Уже на середине лестницы Мэг поняла, что почему-то старается не шуметь. Она как будто боялась, что те штуки, что растянулись на кухонном полу, услышат её и оживут. Те штуки уже не были её семьёй и мысль о том, что они протянут к ней свои мокрые руки, заставляла ступать как можно тише. Почему-то это ужасно разозлило Мэг. Она не боится их. Она не дура. Она может шуметь, потому что знает – никто не поднимется с места. Ей нечего здесь бояться.

Вот что она подумала. И топнула ногой, так громко, как только могла. А потом ещё раз. И ещё. Топая, она поднялась уже на три ступени, как вдруг сверху раздался еле слышный звук, заставивший всё её существо похолодеть. Это был щелчок затвора. Ужасно сухой, пропахший металлом и криком. Она замерла на месте, изо всех сил вцепившись в перила. Только бы не упасть.

Воцарилась тишина. Мэг казалось, что её сердце стало гигантским и теперь бьётся в каждой клеточке её тела. Бьётся оглушительно громко, так, что его слышно даже в лесу.

–– Только… Только попробуй… П-подойти сюда… Мр-разь… Я тебя… Я т-тебя добью, слы-ышишь!

Ей показалось, она сейчас умрёт от счастья. Это был голос Роджера. Ужасно тихий, слабый, он то и дело сбивался, он дрожал так сильно, что почти срывался в писк, но это был он.

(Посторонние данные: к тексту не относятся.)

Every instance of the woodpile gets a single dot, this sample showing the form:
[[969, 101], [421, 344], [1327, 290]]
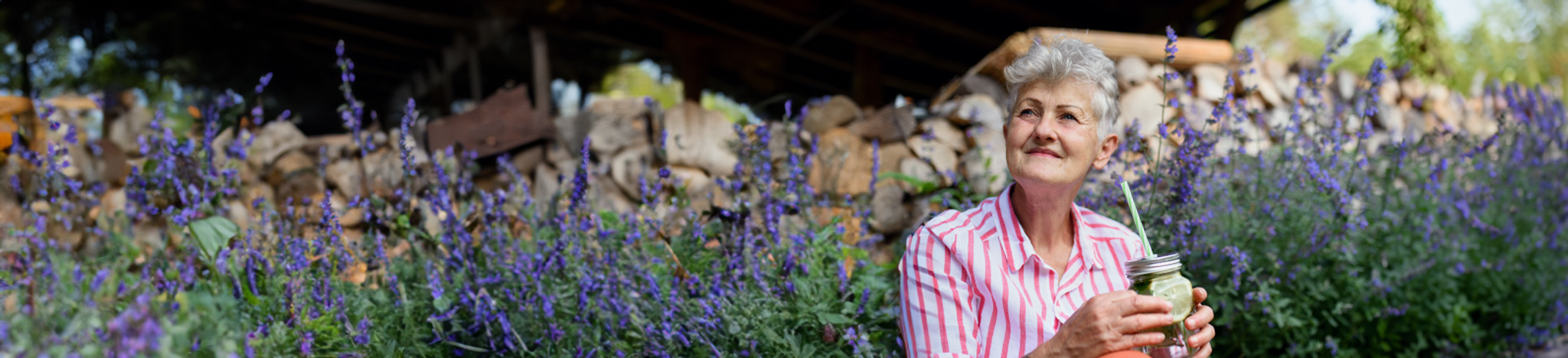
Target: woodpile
[[954, 141]]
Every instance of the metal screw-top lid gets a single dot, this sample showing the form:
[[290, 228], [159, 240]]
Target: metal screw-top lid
[[1153, 266]]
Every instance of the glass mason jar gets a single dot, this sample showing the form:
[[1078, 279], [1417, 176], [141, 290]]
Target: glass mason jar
[[1161, 277]]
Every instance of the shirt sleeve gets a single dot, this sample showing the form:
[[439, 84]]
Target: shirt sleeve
[[938, 317]]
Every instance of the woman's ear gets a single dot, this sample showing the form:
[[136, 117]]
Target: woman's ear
[[1106, 149]]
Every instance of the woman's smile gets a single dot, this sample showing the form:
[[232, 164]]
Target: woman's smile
[[1043, 152]]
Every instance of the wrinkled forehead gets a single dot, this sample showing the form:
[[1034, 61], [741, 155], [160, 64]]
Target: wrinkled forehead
[[1044, 93]]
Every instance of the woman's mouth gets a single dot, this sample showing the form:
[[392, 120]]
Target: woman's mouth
[[1043, 152]]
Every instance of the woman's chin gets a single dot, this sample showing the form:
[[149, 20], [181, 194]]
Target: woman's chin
[[1044, 177]]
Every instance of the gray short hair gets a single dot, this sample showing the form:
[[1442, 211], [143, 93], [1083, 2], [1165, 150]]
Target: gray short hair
[[1067, 60]]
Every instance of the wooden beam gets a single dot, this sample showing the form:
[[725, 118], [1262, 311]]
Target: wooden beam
[[541, 73], [328, 44], [812, 30], [364, 31], [860, 40], [930, 21], [399, 13], [891, 82]]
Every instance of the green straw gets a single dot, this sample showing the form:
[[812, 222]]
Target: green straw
[[1135, 221]]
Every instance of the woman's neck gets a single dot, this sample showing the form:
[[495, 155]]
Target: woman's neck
[[1047, 218]]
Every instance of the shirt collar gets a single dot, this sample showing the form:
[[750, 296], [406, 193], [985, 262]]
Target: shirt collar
[[1017, 242]]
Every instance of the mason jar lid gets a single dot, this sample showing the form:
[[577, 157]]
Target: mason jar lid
[[1153, 266]]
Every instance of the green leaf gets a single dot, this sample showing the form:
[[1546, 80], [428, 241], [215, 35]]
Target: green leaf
[[212, 233]]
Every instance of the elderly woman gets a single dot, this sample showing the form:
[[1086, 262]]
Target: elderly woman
[[1029, 272]]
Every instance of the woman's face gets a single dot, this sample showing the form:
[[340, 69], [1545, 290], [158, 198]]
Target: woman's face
[[1053, 136]]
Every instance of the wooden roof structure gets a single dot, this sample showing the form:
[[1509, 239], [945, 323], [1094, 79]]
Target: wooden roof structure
[[756, 50]]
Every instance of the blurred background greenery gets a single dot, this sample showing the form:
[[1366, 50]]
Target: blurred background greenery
[[1452, 43]]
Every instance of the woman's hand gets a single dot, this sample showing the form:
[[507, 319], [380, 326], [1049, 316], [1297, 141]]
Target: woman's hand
[[1111, 323], [1198, 324]]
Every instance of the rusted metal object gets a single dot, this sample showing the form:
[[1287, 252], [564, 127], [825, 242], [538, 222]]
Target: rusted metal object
[[502, 122], [18, 116]]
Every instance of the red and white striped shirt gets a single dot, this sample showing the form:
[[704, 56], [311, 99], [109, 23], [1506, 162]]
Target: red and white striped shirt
[[971, 283]]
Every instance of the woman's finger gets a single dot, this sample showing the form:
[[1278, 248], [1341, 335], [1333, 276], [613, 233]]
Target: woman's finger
[[1138, 340], [1200, 317], [1201, 337], [1204, 352], [1144, 321]]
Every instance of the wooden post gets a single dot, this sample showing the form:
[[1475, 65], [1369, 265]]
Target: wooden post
[[867, 77], [541, 74], [474, 76]]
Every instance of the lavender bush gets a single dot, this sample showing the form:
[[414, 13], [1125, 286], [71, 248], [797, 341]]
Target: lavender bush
[[1331, 244]]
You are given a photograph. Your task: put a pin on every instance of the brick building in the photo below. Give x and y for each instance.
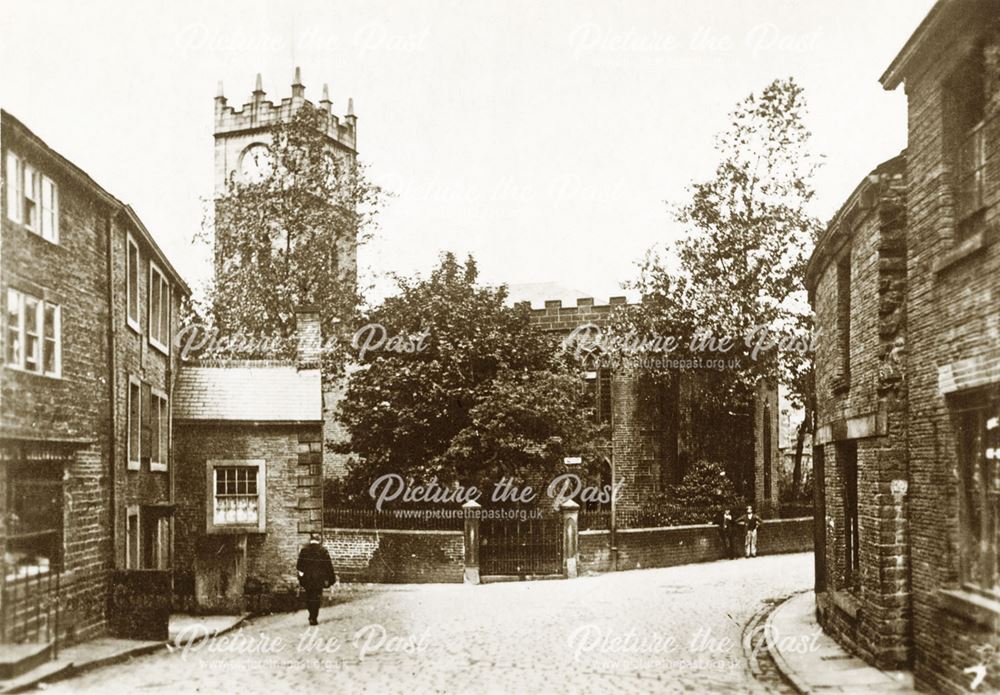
(911, 439)
(90, 305)
(856, 278)
(249, 439)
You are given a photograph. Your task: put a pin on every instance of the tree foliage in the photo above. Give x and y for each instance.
(740, 263)
(488, 396)
(704, 493)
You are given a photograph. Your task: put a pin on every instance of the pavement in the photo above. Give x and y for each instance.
(105, 651)
(668, 630)
(814, 662)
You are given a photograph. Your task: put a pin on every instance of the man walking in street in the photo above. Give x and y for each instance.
(726, 533)
(751, 522)
(315, 574)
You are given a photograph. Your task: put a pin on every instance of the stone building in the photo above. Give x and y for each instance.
(657, 429)
(242, 141)
(90, 307)
(249, 440)
(911, 436)
(856, 279)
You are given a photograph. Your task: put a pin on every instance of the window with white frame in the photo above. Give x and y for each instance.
(236, 495)
(159, 418)
(134, 423)
(132, 282)
(32, 199)
(159, 308)
(979, 507)
(33, 334)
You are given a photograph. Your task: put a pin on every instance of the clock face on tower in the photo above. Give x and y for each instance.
(255, 163)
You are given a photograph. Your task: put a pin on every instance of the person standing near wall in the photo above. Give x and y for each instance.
(751, 522)
(315, 574)
(726, 532)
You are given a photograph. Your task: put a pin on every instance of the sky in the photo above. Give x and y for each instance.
(545, 138)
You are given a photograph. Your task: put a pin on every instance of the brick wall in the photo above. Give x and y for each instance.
(72, 274)
(294, 503)
(396, 557)
(136, 357)
(861, 399)
(681, 545)
(951, 316)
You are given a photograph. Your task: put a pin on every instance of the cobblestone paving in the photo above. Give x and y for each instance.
(662, 630)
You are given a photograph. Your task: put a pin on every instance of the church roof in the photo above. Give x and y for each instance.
(248, 391)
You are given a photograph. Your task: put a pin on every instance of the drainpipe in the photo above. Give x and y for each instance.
(614, 516)
(113, 389)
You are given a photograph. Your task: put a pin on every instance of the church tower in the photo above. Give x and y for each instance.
(242, 139)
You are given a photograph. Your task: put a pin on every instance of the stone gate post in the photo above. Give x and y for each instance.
(571, 546)
(471, 512)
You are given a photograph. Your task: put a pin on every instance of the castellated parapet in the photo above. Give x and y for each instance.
(236, 131)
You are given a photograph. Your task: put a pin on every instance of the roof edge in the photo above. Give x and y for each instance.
(827, 236)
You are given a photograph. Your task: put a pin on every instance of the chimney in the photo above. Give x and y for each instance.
(310, 337)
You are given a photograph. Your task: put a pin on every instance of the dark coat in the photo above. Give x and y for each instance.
(315, 567)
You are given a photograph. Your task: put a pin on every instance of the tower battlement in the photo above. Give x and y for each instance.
(262, 113)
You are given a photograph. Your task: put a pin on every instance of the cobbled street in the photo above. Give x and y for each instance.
(597, 634)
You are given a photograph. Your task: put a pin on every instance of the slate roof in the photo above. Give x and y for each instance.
(240, 391)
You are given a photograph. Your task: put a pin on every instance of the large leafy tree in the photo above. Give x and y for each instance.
(481, 396)
(286, 236)
(738, 268)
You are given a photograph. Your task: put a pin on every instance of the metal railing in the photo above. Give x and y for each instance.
(29, 607)
(402, 519)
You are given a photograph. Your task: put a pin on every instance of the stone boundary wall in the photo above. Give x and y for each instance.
(682, 545)
(396, 557)
(405, 557)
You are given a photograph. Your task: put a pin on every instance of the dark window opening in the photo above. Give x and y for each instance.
(34, 520)
(844, 313)
(965, 90)
(848, 452)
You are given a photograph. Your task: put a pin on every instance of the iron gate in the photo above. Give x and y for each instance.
(522, 547)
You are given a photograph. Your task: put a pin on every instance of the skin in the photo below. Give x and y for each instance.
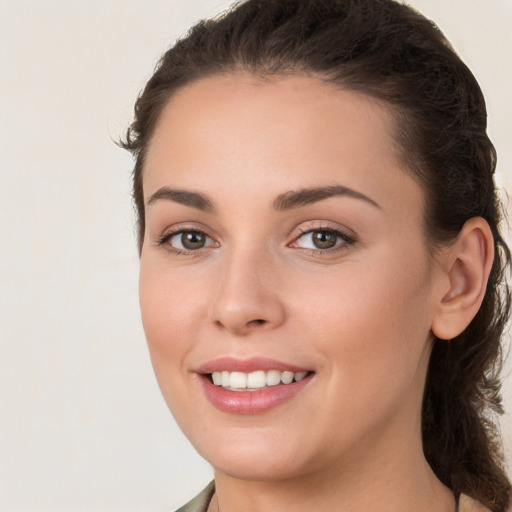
(360, 315)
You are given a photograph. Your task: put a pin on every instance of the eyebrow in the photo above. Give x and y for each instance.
(303, 197)
(287, 201)
(184, 197)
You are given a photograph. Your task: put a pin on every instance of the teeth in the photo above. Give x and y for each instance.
(255, 380)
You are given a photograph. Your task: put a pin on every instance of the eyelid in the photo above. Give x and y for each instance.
(342, 233)
(169, 233)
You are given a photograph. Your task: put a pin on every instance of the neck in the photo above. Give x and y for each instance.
(398, 482)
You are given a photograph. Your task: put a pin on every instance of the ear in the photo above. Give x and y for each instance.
(467, 264)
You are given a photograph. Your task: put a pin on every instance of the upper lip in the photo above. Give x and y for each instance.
(232, 364)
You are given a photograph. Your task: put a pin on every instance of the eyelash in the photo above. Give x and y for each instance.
(343, 243)
(346, 240)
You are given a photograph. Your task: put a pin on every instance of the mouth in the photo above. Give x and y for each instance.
(254, 381)
(252, 386)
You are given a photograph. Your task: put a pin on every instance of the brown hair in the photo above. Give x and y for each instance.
(389, 51)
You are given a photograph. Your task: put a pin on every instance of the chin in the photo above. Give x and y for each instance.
(253, 459)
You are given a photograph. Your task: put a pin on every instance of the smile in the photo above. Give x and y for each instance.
(254, 381)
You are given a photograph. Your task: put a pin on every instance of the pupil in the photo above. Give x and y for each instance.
(324, 239)
(192, 240)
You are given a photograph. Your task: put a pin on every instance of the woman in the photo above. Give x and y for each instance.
(321, 260)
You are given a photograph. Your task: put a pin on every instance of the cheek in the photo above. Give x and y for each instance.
(169, 316)
(373, 321)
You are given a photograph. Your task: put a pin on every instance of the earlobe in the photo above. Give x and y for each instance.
(467, 264)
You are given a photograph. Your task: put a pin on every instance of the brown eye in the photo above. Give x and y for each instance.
(324, 239)
(193, 240)
(187, 240)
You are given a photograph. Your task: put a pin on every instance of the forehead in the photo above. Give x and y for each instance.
(295, 130)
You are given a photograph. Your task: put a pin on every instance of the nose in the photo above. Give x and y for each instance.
(247, 298)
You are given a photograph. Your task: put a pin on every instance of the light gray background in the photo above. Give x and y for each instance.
(82, 423)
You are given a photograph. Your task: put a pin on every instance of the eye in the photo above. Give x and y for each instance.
(322, 239)
(186, 240)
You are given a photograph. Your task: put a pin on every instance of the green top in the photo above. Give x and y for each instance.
(202, 500)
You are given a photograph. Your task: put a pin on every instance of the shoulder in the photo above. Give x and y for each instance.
(467, 504)
(201, 501)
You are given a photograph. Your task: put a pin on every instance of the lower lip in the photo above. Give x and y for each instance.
(252, 402)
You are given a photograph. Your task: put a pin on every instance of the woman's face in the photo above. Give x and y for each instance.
(283, 236)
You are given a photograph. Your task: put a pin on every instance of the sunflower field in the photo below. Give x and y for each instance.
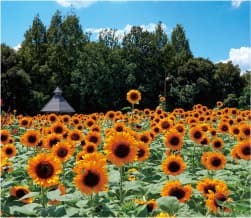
(139, 163)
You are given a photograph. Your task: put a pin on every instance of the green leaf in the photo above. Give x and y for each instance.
(168, 204)
(28, 209)
(53, 195)
(141, 211)
(29, 195)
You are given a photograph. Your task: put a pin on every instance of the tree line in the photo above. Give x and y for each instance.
(96, 75)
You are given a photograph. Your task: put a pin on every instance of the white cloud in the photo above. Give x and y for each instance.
(121, 32)
(17, 47)
(81, 3)
(237, 3)
(240, 56)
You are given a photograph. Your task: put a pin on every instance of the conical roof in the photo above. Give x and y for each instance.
(58, 104)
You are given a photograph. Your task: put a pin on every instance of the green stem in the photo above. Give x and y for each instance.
(44, 203)
(121, 185)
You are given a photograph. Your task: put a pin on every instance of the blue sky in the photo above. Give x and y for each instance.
(217, 30)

«Роджер!» – хотела закричать она, но не могла. Слова встали комом в горле, смешались со слезами облегчения. – «Роджер, Роджер, я, это я!»

Вместо того, чтобы бросать силы на эти возгласы, которые всё равно никак не могли сорваться с губ, Мэг бросила их на то, чтобы оттолкнуться от ступеней и, громко-громко топая ногами, побежать наверх. В два прыжка она преодолела оставшиеся ступени и уже заворачивала за угол, когда смысл его слов наконец дошёл до её сознания.

Она вылетела в коридор второго этажа, не успевая затормозить. Ногти распороли обои на стене, ступни попытались извернуться в другую сторону, но бесполезно. Её так и вынесло вперёд, в объятья темноты и узкого пространства.

Прямо перед лицом Мэг, всего в каких-то тридцати сантиметрах, оказалось что-то длинное и круглое. Дуло винтовки, успела подумать она. А ещё успела увидеть глаза Роджера – перепуганные глаза на бледном веснушчатом лице.

«Нет, Роджер!» – так и не закричала она. Только дёрнулась, содрогнулась всем телом.

Грохота она не слышала. Всё просто поплыло куда-то вверх. Голова брата, белое пятно среди темноты, завертелась где-то в самом низу мироздания. Мэг знала, что он трясёт ею, как будто говорит «Нет», потому что это должно было исправить ошибку. Мэг знала, что он напуган настолько, насколько хочет сейчас разрыдаться. А ещё она знала, что сейчас в целом мире нет человека несчастнее, чем её брат.

Всё это пронеслось в её голове за долю секунды. Это было облако непреложных истин и мгновенных мыслей, до конца не осознанных, но очевидных. А в следующий миг она уже лежала на твёрдом полу. Ей стало вдруг ужасно больно. Засаднило голову, взорвались под глазами мириады искр. Что-то рвалось внутри неё – как будто всё, что было ниже плеч, готово было оторваться, разлететься в стороны. Ей было так больно, что она не могла произнести ни звука.